What he says

In the comments below, Howard Owens responds to the LA Times in the conversation started by its editorial about GoogleNews new comment feature. Jon Healey of the Times worried that flacks and spinsters will use Google to flack and spin without reporters there to filter it. Howard advises:

I don’t think you get it, Mr. Healey.

Let’s say company X stonewalls, and then comments as you say … well, why do you think that ends the conversation. Company X just made news by their comments, not matter how untruthful. Your story just got better. The reporter goes and writes a story about the comments and debunks them. More truth is illuminated. Readers are better informed, and they have a clearer picture of who company x really is.

This is better journalism. This is better civics.

Google is HELPING you. And us. If it works (and I’m not sure it will, but I appreciate the effort).

One of the main things that really bugged me about the LAT piece, and I still don’t think you get based on the above, is that you think readers are not smart enough. That’s the common journalistic hubris. If we aren’t there to guide readers and make sure their information is properly filtered and balanced, they won’t really be able to figure out things on their own and separate fact from spin, etc.

But, how good has journalism done at that over the past couple of decades anyway?

First, readers are smarter than most journalists give them credit for; Second, thanks to blogs and such, they’re getting smarter. The thing about the new information economy is we all have to be smarter, and that’s happening, because we’re largely on our own for filtering news and opinion. I, for one, thing that’s a good thing. It’s actually BETTER for democracy.

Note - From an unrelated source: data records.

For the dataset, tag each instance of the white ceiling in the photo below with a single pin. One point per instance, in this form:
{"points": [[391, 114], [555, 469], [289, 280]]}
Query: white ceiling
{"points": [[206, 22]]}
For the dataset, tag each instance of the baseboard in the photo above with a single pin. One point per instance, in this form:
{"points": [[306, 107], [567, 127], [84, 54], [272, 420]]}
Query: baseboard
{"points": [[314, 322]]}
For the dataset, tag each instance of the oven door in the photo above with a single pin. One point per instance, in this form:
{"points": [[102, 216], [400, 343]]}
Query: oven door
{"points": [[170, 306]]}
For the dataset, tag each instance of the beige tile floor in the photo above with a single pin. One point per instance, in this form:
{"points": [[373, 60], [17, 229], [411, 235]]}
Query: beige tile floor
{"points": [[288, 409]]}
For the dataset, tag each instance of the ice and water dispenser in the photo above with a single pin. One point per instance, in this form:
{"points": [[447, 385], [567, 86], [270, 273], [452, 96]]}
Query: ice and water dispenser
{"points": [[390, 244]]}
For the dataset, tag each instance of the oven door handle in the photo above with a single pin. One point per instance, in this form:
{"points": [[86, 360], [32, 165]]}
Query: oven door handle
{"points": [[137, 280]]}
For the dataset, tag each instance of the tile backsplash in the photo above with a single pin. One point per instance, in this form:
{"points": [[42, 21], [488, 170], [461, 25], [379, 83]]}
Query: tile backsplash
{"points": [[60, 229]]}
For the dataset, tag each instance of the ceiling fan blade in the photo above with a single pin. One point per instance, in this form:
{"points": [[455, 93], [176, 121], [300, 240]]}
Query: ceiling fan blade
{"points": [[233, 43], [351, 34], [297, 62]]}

Sometime you might want to walk across the hall and have a long conversation with Matt Welch about all this. It would help a lot.

I emailed Matt — one of the first people to teach me how blogs and links and the distributed conversation work, back in the day — in the midst of all this when I wanted to see whether my take on the editorial was wrong. Matt was just returning from book leave (he’s about to come out with a book on John McCain) just as this kerfuffle was fuffling. But he did tell me that the Times is about to enable response on the opinion pieces his department produces. The bigger question, I think, is how to link a paper and its journalism into the larger distributed conversation in comments, links in outside blogs, and responses at GoogleNews. If someone responds anywhere, as Howard points out, the reporter should be ready to jump on that and do what reporters do: add journalism.